1 Samuel 17:7
And the staff of his spear was like a weaver's beam; and his spear's head weighed six hundred shekels of iron: and one bearing a shield went before him.
And the staff of his spear was like a weaver's beam,.... The wooden part of it, held in the hand; this for thickness was like the beam in the weaver's loom, about which the warp, or else the web, is rolled; and it is conjectured that, in proportion to the stature of Goliath, his spear must be twenty six feet long, since Hector's in Homer {m} was eleven cubits, or sixteen feet and a half:
and his spear's head weighed six hundred shekels of iron; the iron part of the spear, the point of it, which has its name in Hebrew from a flame of fire, because when brandished it looks shining and flaming; and being the weight of six hundred shekels, amounted to eighteen pounds and three quarters of avoirdupois weight, and the whole spear is supposed to weigh thirty seven pounds and a half; and the whole of this man's armour is thought to weigh two hundred and seventy two pounds, thirteen ounces {n}; which was a prodigious weight for a man to carry, and go into battle with; and one may well wonder how he could be able with such a weight about him to move and lay about in an engagement; though this is nothing in comparison of the weight some men have carried. Pliny {o} tells us that he saw one Athanatus come into the theatre clothed with a leaden breastplate of five hundred pounds weight, and shod with buskins of the same weight:
and one bearing a shield went before him; which when engaged in battle he held in his own hand, and his sword in the other; the former was reckoned at thirty pounds, and the latter at four pounds, one ounce; though one would think he had no occasion for a shield, being so well covered with armour all over; so that the carrying of it before him might be only a matter of form and state.

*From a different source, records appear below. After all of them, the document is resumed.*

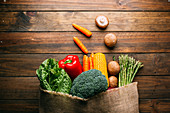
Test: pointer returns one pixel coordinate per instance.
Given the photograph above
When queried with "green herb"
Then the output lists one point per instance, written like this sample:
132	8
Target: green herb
128	69
52	77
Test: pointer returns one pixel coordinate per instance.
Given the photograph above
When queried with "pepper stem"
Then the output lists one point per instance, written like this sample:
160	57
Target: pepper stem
68	61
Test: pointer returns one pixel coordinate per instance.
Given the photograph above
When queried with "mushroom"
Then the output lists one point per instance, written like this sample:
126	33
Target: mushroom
110	39
102	21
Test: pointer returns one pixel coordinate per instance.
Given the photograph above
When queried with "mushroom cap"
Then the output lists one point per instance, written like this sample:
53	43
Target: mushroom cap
102	21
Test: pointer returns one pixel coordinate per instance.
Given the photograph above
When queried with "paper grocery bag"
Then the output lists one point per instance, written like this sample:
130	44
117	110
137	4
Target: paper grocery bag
118	100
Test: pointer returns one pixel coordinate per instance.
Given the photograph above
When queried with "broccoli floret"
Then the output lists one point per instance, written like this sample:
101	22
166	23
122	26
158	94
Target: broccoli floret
89	83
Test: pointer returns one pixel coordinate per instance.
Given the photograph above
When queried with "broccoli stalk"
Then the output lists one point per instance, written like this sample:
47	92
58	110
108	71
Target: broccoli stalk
89	83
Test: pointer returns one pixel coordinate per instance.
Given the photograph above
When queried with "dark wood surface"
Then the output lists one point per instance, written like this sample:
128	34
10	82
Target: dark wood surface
142	28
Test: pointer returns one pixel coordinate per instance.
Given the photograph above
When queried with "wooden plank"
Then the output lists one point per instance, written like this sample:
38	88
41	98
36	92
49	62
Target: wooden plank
154	106
28	87
31	106
62	42
25	64
62	21
19	106
51	5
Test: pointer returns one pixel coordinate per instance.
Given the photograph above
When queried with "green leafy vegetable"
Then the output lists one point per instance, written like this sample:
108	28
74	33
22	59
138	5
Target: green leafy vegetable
128	69
89	83
52	77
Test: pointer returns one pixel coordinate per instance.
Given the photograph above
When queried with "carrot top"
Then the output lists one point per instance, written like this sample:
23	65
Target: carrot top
83	30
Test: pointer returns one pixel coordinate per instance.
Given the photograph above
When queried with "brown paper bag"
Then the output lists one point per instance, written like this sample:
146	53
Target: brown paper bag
118	100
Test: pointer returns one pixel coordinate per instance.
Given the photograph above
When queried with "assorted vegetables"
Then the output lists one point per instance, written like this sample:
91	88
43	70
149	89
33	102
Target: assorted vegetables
128	69
93	77
113	81
52	77
85	63
80	44
113	67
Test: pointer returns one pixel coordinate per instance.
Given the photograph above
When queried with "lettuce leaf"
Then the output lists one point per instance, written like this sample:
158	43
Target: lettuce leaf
52	77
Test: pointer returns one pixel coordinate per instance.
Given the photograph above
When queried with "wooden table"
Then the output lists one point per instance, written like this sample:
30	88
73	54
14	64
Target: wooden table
27	38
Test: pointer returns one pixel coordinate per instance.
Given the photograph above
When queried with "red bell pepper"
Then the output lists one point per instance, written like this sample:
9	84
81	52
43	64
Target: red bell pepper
71	65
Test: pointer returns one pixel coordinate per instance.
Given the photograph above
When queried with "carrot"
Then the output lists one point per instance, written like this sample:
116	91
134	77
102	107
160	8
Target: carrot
83	30
101	64
85	63
92	57
90	63
80	44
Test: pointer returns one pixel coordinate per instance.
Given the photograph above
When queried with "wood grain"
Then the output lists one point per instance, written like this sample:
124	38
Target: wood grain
154	105
19	106
62	42
62	21
19	65
106	5
149	87
31	106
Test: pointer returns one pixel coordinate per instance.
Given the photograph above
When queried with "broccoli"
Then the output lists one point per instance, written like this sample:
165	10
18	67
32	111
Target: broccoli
88	84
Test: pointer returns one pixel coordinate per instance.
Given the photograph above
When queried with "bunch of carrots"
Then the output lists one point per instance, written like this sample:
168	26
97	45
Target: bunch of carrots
88	62
86	32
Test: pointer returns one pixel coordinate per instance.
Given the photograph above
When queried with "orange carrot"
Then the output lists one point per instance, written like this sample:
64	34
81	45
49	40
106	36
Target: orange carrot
80	44
83	30
92	57
90	63
85	63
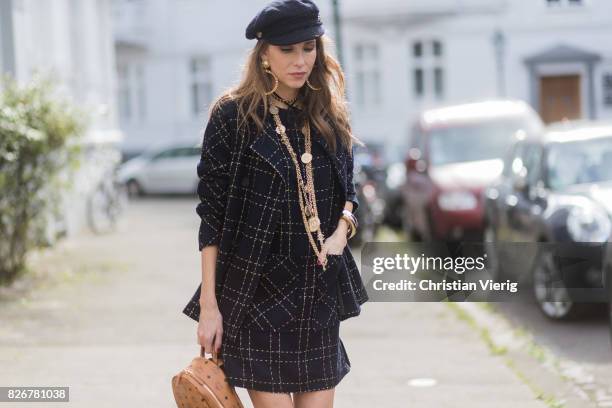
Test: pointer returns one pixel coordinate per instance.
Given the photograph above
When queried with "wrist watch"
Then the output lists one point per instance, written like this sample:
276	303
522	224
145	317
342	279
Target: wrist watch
352	222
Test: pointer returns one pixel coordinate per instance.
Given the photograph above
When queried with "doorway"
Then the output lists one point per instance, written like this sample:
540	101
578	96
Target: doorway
560	98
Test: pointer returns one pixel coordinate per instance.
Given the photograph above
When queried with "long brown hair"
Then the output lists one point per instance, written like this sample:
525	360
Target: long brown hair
327	103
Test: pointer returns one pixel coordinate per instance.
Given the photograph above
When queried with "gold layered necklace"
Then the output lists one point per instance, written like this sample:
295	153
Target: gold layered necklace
306	190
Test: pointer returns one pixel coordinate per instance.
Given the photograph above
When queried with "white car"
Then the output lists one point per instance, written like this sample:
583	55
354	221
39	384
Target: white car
171	169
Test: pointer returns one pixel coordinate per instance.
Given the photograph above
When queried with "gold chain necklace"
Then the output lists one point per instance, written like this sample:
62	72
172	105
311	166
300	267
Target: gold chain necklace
306	193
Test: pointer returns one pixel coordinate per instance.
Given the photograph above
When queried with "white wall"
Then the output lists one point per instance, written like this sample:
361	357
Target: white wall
176	31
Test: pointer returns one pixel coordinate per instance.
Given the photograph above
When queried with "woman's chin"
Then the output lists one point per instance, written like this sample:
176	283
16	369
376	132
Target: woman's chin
295	83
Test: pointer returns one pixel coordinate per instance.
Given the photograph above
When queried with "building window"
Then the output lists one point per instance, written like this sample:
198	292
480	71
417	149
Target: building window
607	85
201	84
564	3
367	75
419	83
131	91
428	69
438	82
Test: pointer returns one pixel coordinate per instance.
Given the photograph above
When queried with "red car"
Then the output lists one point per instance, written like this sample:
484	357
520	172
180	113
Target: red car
455	153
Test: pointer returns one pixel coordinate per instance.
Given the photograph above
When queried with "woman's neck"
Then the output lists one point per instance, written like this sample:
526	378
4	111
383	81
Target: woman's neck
286	92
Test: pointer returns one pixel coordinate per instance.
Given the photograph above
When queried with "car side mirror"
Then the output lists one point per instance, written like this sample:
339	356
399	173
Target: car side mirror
519	183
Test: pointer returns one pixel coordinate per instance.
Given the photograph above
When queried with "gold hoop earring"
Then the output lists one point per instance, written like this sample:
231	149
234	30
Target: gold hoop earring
266	67
312	87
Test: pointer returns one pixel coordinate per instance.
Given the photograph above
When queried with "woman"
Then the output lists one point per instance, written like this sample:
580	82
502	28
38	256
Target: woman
276	202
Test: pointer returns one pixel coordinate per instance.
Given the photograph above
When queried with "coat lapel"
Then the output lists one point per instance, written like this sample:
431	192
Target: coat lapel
337	159
270	148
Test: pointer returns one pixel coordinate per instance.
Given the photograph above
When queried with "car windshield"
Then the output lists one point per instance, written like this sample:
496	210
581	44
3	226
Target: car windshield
587	161
474	141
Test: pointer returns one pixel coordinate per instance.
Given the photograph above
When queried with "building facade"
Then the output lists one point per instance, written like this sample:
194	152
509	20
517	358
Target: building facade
72	41
399	57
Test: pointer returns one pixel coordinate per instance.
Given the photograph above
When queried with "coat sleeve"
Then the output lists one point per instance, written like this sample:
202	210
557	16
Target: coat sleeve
351	194
213	171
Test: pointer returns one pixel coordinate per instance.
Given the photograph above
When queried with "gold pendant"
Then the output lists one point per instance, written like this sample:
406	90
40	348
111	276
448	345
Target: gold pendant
313	223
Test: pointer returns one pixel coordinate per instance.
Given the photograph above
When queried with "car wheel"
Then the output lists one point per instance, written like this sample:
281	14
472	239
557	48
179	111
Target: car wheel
494	266
550	291
134	189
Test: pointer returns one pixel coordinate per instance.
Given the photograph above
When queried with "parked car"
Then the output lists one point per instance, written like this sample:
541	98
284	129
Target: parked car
454	154
555	188
394	201
369	177
165	169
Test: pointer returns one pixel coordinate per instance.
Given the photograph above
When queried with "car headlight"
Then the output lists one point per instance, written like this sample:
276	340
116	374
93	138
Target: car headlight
588	224
457	201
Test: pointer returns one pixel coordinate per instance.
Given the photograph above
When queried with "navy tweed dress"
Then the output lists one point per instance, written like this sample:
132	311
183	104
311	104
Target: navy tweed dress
289	339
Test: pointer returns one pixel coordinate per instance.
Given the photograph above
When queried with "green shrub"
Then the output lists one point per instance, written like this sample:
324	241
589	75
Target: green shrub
39	134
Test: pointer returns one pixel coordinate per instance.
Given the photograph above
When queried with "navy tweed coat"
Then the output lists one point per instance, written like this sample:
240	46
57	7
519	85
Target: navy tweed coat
242	177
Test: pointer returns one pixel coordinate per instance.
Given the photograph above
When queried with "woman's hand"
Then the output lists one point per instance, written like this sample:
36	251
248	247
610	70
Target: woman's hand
210	328
333	245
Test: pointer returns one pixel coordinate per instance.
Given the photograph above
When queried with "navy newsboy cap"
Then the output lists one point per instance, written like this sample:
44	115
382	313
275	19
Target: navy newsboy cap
285	22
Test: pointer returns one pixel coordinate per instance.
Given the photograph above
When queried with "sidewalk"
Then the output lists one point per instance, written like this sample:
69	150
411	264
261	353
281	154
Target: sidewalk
111	328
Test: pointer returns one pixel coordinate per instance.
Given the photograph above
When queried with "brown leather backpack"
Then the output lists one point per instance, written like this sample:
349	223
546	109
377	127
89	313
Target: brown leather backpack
203	384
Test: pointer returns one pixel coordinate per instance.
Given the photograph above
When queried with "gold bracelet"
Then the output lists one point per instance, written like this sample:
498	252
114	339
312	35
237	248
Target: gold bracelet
352	230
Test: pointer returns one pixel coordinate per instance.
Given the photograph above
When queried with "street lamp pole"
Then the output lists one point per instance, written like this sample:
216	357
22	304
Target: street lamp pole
499	42
338	29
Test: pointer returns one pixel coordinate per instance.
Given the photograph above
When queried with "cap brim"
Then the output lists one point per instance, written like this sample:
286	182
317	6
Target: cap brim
297	36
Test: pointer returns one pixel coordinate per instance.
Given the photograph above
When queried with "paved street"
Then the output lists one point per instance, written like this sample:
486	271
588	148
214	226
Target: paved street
103	316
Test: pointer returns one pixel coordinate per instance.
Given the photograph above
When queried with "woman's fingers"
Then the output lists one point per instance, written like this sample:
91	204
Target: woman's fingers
218	338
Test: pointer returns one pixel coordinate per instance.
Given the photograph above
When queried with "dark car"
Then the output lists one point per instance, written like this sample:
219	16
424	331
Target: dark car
555	194
369	179
455	153
608	282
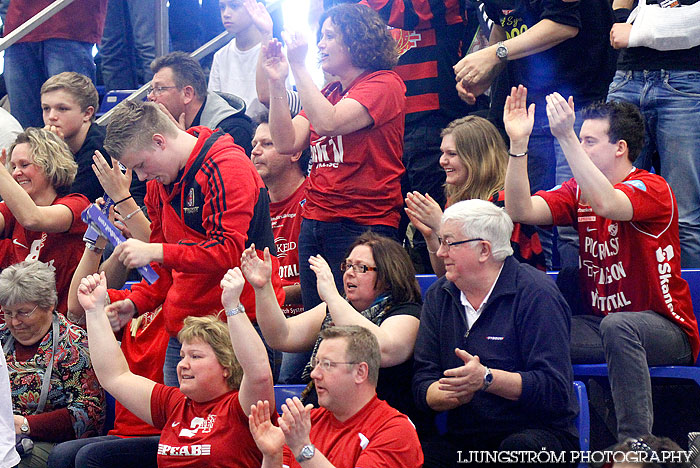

His spear is the only piece of armour that was of iron, all the rest were of brass; and Hesiod {p}, writing of the brazen age, says, their arms and their houses were all of brass, for then there was no iron; and so Lucretius {q} affirms that the use of brass was before iron; but both are mentioned together, See Gill on "Genesis 4:22", hence Mars is called calceov arhv {r}.
{m} Iliad. 18.
{n} Hostius, ut supra.
{o} Nat. Hist. l. 7. c. 20.
{p} Opera & Dies, l. 1. ver. 147, 148.
{q} "De rerum natura". l. 5. & "prior aeris erat", &c.
{r} Homer. Iliad. 5. ver. 704, 859, 864. Pindar. Olymp. Ode 10.